Real converts might prove to be a nuisance. We just have to be convincing enough to look like a legitimate religion to our overlords.

And that doesn’t have to be very convincing. All religions look equally silly from the outside. Take the — ” Ardmore caught a look on Scheer’s face and said, “Sorry! I don’t mean to tread on anybody’s toes. But it’s a fact just the same and one that we will make military use of. Take any religious mystery, any theological proposition: expressed in ordinary terms it will read like sheer nonsense to the outsider, from the ritualistic, symbolic eating of human flesh and blood practiced by all the Christian sects to the outright cannibalism practiced by some savages.”

“Wait a minute, now!” he went on. “Don’t throw anything at me. I’m not passing judgments on any religious beliefs or practices; I’m just pointing out that we are free to do anything at all, so long as we call it a religious practice and so long as we don’t tread on the toes of the monkey men. But we have to decide what it is we are going to do and what it is we are going to say.”

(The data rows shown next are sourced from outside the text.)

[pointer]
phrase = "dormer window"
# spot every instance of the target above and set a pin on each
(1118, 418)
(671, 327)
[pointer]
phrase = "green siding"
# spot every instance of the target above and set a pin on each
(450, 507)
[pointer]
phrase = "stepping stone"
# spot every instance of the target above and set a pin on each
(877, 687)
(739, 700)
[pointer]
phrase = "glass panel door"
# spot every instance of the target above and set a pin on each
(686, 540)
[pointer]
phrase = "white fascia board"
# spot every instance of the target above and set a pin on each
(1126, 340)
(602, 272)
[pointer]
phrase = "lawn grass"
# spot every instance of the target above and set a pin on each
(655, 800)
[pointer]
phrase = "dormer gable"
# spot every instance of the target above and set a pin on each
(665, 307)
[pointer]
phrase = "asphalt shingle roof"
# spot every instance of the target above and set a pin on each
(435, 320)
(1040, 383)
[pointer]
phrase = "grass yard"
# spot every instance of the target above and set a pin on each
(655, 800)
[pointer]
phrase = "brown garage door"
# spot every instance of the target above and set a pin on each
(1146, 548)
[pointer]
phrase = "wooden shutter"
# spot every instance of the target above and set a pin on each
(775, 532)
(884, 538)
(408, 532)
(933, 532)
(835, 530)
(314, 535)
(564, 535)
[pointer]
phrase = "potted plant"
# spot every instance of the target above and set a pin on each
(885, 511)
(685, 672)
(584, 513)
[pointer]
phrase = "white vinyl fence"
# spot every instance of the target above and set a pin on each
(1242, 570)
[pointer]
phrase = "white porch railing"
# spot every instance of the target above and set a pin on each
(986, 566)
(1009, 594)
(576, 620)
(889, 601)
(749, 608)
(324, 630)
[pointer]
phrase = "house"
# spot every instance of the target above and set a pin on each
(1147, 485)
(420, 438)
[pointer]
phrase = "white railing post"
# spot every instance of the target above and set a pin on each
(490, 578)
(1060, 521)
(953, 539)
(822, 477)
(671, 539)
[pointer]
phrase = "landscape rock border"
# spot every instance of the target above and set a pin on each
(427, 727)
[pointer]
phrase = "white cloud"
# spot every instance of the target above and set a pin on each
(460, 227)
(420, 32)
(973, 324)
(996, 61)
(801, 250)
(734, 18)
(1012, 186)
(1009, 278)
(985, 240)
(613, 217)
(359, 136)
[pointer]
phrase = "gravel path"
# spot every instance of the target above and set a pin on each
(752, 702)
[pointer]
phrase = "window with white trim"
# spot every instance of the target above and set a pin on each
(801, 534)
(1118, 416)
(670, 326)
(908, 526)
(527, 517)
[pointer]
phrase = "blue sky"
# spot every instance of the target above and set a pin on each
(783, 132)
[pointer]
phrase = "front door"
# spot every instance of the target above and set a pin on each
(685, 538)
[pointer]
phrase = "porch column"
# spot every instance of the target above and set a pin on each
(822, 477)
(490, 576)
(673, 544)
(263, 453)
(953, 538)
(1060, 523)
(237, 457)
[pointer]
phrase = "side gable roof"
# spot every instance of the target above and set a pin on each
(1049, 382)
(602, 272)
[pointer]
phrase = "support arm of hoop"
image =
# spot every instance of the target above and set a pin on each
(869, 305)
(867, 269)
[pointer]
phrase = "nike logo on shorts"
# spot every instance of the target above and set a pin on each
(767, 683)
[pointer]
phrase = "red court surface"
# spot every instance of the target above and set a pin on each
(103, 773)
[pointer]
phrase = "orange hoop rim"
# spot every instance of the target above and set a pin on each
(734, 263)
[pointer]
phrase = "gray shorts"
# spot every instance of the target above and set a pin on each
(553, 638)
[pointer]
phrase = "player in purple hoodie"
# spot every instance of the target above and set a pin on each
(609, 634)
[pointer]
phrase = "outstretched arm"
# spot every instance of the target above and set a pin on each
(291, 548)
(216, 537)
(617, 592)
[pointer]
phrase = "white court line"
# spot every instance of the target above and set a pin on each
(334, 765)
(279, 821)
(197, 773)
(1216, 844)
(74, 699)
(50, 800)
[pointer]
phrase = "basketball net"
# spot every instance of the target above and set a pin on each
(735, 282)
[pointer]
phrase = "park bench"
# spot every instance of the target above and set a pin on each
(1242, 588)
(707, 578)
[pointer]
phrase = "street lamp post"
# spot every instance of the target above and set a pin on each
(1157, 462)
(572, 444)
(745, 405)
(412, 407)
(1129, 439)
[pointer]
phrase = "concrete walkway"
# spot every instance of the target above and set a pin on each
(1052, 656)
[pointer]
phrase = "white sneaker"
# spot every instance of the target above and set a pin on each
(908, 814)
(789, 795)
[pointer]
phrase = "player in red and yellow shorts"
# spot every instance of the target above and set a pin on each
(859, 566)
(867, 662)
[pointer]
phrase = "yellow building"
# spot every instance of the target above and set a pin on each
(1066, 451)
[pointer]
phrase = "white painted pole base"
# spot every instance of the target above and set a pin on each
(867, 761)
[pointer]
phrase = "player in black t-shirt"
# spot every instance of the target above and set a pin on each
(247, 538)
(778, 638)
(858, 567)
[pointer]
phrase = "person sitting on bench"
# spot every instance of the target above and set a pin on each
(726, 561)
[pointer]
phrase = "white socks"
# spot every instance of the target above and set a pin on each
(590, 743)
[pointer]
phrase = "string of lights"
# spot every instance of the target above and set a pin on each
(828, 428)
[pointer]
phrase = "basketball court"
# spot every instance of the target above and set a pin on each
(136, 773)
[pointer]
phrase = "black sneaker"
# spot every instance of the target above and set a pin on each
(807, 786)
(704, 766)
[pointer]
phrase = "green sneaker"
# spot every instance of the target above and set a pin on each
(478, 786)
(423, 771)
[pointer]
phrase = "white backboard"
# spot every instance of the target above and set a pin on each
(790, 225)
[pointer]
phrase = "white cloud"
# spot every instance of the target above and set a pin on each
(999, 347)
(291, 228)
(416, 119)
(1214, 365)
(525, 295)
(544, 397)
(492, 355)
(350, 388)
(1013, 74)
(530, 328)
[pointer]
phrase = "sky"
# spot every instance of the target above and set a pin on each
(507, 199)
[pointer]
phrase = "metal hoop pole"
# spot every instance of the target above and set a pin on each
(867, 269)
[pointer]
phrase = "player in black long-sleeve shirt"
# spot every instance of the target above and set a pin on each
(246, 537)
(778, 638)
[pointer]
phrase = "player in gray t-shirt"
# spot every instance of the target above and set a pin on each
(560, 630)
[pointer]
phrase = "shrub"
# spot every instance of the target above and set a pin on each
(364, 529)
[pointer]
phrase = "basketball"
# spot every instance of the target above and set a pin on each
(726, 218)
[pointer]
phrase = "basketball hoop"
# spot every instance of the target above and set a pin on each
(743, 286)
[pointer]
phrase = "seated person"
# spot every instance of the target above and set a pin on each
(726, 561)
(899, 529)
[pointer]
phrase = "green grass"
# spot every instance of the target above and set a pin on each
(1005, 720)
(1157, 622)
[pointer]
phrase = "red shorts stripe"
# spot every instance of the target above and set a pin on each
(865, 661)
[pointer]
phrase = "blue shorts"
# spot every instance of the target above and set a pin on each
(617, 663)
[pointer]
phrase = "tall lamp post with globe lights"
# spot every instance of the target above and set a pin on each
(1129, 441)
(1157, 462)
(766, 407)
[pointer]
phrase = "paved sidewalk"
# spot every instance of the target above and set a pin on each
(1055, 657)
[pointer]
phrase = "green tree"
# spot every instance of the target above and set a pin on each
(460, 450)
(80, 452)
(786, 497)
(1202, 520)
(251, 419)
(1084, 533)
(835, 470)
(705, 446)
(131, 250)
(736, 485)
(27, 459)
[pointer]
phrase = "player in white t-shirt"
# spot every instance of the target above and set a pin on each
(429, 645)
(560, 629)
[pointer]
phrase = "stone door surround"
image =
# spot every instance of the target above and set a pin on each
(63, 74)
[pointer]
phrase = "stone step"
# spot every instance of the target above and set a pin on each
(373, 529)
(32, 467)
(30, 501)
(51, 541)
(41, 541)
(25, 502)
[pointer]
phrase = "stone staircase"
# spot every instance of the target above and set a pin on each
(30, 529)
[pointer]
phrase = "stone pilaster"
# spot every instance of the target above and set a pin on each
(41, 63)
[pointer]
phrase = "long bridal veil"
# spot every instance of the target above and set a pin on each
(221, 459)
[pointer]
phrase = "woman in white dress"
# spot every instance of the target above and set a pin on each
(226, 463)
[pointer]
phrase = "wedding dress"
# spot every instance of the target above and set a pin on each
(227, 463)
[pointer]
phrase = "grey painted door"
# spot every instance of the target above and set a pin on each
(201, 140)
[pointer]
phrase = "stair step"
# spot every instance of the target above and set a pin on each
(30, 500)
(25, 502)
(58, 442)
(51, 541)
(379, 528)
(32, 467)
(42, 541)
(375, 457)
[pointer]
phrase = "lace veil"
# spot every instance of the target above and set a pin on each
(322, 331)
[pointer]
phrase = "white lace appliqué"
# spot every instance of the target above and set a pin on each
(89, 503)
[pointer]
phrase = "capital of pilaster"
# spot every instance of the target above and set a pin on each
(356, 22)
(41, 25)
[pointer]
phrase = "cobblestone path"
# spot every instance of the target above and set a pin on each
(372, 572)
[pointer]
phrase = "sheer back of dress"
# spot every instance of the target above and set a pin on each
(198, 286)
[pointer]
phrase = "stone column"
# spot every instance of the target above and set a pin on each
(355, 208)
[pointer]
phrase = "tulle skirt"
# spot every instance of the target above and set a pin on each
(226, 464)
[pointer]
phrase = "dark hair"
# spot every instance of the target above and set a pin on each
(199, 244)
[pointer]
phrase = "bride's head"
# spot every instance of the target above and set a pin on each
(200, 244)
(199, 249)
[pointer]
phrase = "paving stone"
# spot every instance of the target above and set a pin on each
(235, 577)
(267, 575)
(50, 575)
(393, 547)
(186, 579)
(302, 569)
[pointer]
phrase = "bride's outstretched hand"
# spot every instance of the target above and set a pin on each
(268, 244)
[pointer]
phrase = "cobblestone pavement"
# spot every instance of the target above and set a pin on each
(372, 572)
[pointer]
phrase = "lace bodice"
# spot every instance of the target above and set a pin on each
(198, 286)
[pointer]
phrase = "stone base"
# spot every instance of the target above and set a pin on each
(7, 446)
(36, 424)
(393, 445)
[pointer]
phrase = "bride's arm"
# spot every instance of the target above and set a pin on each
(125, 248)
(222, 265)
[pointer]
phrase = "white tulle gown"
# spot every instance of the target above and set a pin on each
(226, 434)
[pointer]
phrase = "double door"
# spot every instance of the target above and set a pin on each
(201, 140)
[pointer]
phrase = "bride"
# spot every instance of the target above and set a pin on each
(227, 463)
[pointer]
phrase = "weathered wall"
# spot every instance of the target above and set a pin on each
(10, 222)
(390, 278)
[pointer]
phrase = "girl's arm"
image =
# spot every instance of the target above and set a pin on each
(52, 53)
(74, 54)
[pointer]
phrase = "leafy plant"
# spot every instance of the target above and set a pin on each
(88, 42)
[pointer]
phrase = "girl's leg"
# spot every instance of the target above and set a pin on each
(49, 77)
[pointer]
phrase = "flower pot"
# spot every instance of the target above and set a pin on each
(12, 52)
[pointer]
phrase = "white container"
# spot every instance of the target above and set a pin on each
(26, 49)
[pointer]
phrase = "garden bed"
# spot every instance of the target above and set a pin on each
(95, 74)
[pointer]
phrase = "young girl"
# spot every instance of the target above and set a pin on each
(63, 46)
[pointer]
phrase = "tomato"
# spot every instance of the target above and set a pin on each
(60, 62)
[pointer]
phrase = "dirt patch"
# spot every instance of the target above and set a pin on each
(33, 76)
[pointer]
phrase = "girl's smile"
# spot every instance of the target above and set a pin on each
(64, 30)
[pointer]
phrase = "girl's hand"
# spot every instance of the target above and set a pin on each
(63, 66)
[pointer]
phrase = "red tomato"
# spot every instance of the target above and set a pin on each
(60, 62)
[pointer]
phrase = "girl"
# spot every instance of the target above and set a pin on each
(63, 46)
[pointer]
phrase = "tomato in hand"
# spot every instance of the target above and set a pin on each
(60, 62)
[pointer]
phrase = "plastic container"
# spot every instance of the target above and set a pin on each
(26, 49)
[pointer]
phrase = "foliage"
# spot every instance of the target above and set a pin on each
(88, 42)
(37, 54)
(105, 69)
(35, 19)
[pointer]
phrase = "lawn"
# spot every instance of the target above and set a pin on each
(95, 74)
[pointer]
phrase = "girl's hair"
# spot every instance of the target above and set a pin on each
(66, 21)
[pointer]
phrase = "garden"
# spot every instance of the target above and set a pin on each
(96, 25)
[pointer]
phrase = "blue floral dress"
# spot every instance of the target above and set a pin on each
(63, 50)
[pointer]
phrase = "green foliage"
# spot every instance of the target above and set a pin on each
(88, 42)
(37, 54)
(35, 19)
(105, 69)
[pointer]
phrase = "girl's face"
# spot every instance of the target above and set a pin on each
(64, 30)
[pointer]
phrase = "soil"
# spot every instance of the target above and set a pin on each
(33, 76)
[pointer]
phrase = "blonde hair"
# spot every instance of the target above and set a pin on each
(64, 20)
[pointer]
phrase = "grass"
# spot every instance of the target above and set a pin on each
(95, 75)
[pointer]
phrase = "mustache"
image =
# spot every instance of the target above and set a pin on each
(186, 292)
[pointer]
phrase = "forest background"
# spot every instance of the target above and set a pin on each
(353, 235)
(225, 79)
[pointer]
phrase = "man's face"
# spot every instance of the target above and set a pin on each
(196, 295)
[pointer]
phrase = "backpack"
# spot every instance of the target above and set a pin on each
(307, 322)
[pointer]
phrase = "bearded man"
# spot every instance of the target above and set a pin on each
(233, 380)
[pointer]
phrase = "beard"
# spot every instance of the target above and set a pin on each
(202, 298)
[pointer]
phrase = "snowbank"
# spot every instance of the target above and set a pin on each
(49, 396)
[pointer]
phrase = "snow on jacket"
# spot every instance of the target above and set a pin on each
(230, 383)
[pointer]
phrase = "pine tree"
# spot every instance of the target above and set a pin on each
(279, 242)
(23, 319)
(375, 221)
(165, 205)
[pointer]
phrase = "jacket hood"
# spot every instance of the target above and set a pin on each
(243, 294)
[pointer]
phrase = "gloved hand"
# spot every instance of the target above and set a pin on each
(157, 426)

“It’s not the double-talk that worries me,” said Thomas. “I just stuck to saying nothing in big words and it worked out all right. It’s the matter of getting an actual toe hold in the cities. We just haven’t got enough people to do it. Was that what you were thinking about when you asked me how many cities and towns there are in the country?”

“Mmm, yes. We can’t act we don’t dare act, until we cover the United States like a blanket. We’ll have to make up our minds to a long war.”

“Major, why do you want to cover every city and town?”

Ardmore looked interested. “Keep talking.”

“Well,” Thomas went on diffidently, “from what we’ve already learned the PanAsians don’t maintain real military force in every hamlet. There are between sixty and seventy-five places that they have garrisoned. Most towns just have a sort of combination tax collector, mayor, and chief of police to see that the orders of the Hand are carried out. The local panjandrum isn’t even a soldier, properly speaking, even though he goes armed and wears a uniform. He’s sort of an M. P., a civil servant acting as a military governor. I think we can afford to ignore him; his power wouldn’t last five minutes if he weren’t backed up by the troops and weapons in the garrisoned cities.”